I wouldn’t blink an eye. It’s just a vowel shift away from the Scottish construction given in the first and second responses here. My brain has built a completely different linguistic story around the two, though. Ain’t linguistics grand?
(must be why I have a Ph.D. in it, my ignorance notwithstanding)
It would sound more natural to me to hear her say “you were set down in the corner.” Meaning, the person had in the past been seated in the corner. Which is odd because “sit down” and “sat down” are both about the act of sitting down, not the state of being seated…
Well, in Scotland I wouldn’t be surprised to hear someone say “You were sat down in the corner.” I think most people wouldn’t, because the extra word would seem redundant, but it wouldn’t sound jarring or anything.
But my non-expert thought would be that you could be on to something in terms of your grandmother’s dialect and the way modern-day Scots speak.
I love the very little I’ve heard of Appalachian dialects. I bet they’re packed with Old Country holdovers that have long since died out in the old country.

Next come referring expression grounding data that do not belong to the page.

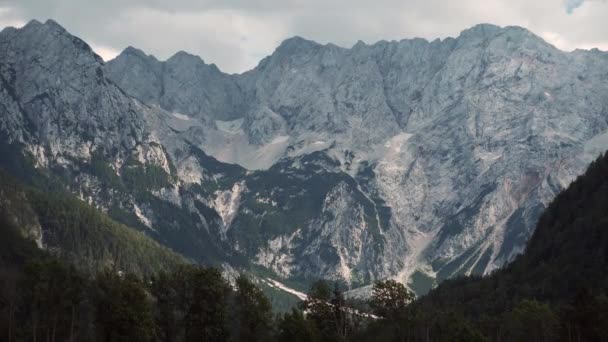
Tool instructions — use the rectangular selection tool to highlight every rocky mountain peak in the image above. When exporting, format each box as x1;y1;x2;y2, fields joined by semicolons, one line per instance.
352;40;368;49
119;46;157;61
458;23;502;39
5;20;608;295
455;23;556;55
5;18;103;66
167;50;206;65
0;20;148;163
275;36;322;54
42;19;66;31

These-a-days, the degree has boiled down to two useful points:
I learned to bloviate with the best of them, and
I occasionally enjoy telling people that I have it
I’ve been pondering the Scotland vs. Appalachia thing since starting this thread (while listening to Norman Blake’s album Whiskey Before Breakfast, which is conducive to pondering). There is just an awful lot about Scottish culture that is familiar and natural to Americans with roots in that region. It almost becomes the background against which everything else (cultural roots in Germany, central Europe, Africa, wherever) stands out. A quick read-through of some James Whitcomb Riley illustrates that well:
LITTLE Orphant Annie’s come to our house to stay,
An’ wash the cups an’ saucers up, an’ brush the crumbs away,
An’ shoo the chickens off the porch, an’ dust the hearth, an’ sweep,
An’ make the fire, an’ bake the bread, an’ earn her board-an’-keep;
An’ all us other childern, when the supper-things is done,
We set around the kitchen fire an’ has the mostest fun
A-list’nin’ to the witch-tales ‘at Annie tells about,
An’ the Gobble-uns 'at gits you
Ef you
Don’t
Watch
Out!
Phonetically, it reads not so differently from Robert Burns’ less-broad poetry, right?
And then there’s moonshine vs. illicit whiskey stills. And jigging vs. clogging and flatfooting.

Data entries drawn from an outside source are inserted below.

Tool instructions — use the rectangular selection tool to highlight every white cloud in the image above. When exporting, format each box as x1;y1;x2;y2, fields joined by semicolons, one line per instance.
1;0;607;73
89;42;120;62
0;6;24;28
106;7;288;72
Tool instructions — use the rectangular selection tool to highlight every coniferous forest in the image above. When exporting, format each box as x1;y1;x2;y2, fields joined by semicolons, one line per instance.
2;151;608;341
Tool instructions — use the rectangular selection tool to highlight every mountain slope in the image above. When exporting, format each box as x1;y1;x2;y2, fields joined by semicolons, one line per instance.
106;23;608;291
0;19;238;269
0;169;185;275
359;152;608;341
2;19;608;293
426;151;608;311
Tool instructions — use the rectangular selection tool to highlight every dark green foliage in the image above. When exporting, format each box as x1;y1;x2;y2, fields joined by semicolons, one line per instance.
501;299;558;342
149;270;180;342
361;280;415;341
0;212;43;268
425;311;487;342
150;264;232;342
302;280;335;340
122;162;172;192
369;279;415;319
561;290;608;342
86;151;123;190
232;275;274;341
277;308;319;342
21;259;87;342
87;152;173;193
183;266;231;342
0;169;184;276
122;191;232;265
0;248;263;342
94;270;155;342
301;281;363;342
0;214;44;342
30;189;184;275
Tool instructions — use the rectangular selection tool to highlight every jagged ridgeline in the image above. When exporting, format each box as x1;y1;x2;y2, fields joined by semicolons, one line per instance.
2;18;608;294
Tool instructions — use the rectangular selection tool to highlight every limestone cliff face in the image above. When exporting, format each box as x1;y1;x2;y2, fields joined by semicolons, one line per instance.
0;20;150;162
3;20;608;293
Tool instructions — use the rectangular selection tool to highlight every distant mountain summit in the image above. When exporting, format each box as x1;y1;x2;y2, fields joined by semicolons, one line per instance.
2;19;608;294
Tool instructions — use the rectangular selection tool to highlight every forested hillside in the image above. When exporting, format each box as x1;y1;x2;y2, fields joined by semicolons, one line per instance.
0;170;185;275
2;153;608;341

And my grandmother’s, and even Aunt’s, abiding belief that Black Watch plaid is the most elegant thing ever… also that Scottie dogs are desirable jewelry motifs. Well, my great-grandmother was a Grant, so that excuses the Black Watch plaid at least.
And the list goes on. None of this is revelatory stuff, but it’s the headspace I’m in right now.
I like the rhyme. I don’t a lot about linguistics at all, but I love noticing little correspondences like that. Just for example, that ‘childern’ in the rhyme has echoes over here, too. In Ireland a lot of older people still say ‘childer’ as the plural of ‘child’.
Yes, I’m neglecting the Irish influence on all of it. Over here it’s thrown together and labelled “Scotch-Irish”. To which the proper response, I understand, is that scotch is something one drinks.